I have sent an email, let us connect and take this discussion forward on email/call. 

I tested this with Salesforce’s Slack app. They have two security tactics in play: one method of querying strictly sets it as "only visible to you" with an optional button that says "post to channel". 

The other method provides the information in that Slack popup style with a big green "Share" button that further puts you through a secondary validation of which channel you want to post to - and get this: external channels do not appear in this list. I can type one out and it will not be an option.

I am meeting further with Gainsight on this today, thanks, Ajay. 

How is this an idea/enhancement request?! It’s a security hole!

We are looking into this on priority. Sally was built prior to Slack Connect, so we have to revisit some of our original assumptions. 
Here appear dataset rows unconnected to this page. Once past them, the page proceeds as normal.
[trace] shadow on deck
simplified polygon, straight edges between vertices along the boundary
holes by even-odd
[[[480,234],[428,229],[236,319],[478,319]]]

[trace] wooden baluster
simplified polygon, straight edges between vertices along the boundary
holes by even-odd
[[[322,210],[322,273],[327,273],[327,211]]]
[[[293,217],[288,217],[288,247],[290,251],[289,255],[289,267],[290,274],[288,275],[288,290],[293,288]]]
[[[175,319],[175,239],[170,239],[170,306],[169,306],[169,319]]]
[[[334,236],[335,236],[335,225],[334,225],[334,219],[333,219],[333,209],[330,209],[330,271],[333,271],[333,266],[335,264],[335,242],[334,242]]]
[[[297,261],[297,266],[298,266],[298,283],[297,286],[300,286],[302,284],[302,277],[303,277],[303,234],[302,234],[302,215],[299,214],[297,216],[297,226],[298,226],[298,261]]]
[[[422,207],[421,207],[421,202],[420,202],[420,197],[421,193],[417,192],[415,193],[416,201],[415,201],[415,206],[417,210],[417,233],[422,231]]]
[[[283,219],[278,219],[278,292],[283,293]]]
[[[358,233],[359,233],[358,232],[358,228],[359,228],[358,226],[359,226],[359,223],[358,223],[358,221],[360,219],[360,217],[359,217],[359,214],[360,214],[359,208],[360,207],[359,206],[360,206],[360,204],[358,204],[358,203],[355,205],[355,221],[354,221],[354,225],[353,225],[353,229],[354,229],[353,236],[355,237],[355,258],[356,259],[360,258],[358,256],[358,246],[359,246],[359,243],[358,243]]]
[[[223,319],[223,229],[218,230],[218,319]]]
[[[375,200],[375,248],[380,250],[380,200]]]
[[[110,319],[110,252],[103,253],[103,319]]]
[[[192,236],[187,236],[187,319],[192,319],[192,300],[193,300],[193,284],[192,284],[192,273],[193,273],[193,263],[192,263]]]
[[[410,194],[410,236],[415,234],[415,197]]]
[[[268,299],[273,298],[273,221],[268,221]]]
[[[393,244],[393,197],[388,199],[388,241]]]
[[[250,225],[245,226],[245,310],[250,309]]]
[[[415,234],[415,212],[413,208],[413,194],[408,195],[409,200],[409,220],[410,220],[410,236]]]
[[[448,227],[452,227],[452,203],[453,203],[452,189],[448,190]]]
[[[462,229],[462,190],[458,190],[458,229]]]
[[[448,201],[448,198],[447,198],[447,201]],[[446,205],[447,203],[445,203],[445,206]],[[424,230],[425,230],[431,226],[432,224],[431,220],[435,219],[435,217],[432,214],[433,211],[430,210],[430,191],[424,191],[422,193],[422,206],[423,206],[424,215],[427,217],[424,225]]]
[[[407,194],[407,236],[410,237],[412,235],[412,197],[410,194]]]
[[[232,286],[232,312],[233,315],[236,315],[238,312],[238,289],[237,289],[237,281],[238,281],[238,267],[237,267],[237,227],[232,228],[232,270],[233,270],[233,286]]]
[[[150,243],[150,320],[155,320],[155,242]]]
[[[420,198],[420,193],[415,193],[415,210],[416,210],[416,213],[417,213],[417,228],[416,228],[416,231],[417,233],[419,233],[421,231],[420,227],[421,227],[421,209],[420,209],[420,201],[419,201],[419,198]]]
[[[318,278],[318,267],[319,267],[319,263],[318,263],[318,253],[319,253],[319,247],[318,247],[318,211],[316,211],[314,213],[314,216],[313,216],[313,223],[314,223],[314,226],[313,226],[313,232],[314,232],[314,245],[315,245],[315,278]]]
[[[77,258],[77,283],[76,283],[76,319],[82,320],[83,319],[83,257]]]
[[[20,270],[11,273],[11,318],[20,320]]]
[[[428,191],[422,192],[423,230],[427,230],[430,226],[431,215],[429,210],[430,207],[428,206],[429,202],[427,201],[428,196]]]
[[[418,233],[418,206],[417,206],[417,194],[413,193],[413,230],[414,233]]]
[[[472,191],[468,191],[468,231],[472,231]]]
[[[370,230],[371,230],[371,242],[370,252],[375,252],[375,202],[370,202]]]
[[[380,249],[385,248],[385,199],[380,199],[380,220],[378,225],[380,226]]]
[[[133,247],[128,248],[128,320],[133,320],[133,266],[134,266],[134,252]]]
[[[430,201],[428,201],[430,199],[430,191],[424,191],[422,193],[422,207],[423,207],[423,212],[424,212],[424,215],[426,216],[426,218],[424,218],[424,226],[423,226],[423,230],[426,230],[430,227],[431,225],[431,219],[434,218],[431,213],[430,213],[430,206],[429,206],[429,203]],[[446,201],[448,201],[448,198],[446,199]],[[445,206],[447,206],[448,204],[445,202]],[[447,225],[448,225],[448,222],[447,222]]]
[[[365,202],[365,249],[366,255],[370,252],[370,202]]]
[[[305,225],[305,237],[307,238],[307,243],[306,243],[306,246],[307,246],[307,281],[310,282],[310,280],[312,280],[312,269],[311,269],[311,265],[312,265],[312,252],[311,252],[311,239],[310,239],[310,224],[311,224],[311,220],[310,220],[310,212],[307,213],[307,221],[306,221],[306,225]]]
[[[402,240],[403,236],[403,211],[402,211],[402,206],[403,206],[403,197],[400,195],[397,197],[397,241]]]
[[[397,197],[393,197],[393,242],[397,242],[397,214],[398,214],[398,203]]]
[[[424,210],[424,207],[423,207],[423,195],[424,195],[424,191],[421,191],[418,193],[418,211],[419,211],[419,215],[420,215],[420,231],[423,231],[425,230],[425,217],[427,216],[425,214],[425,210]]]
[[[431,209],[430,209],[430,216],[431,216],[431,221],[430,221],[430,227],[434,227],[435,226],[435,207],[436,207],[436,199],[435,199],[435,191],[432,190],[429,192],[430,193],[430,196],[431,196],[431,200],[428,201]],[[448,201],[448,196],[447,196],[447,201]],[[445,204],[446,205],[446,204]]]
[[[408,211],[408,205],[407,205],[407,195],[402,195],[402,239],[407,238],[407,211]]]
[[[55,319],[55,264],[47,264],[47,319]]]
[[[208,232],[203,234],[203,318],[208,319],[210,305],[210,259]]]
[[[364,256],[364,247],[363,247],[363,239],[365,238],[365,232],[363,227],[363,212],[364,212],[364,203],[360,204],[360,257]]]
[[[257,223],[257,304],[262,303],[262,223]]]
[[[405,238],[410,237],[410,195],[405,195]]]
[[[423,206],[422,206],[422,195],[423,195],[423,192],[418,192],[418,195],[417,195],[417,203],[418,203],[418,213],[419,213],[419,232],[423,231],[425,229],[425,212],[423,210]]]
Agreed, Manu - and might I add one thing: as different elements of the platform are built on other platforms, your PD owes it to your customers to have a vested interest in re-validating these builds and assumptions proactively.

A quick update:

• We are planning to provide an admin setting to know which channels should not be supported. We can then make this check every time and block both conversations (querying or engaging with Sally) and notifications (alerts pushed to such channels).
• For channels that are not blocked, we are going to change the base interaction to include a warning message + consent before posting anything. We looked into showing responses privately as well (called ephemeral messages), but are running into some text size limitations.

We are making these changes as quickly as possible, and will keep you all posted on the progress here. Furthermore, we are doing a similar assessment for Sally in MS Teams as well.

This might be less feasible from your side, but given that we have 26k Slack channels and new ones would be impossible to monitor, could it be an opt in process rather than an opt out process?

Manu, might I suggest the reverse? We cannot consistently maintain a block list, but an allow list is far more reasonable. 

If we do that, I'm assuming we would want to block only external channels by default? Otherwise, it'll be significant overhead to keep adding all the internal channels as well. If yes, that's where things can get tricky. When Sally is invoked from a channel, we don't get information on whether or not that channel is external. So we'd have to do something like this: 

1. Preload and save external channels on our end as a block list.
2. Any external channel added to an admin's allow list gets removed from #1.

I'll discuss this with Engineering in more detail.

I think by default any external channel would need blocking.

In general, if the solution is to mitigate possible data issues, if I have to opt out every channel I don’t want it on I’d need an admin just to play whack a mole with Slack channels to find out if it needs to be blocked or not and is a solution that doesn’t really address the problem.

If long term we can bulk manage channels that’s great, but for short term use we’d want to start with an opt in if it’s a channel by channel thing.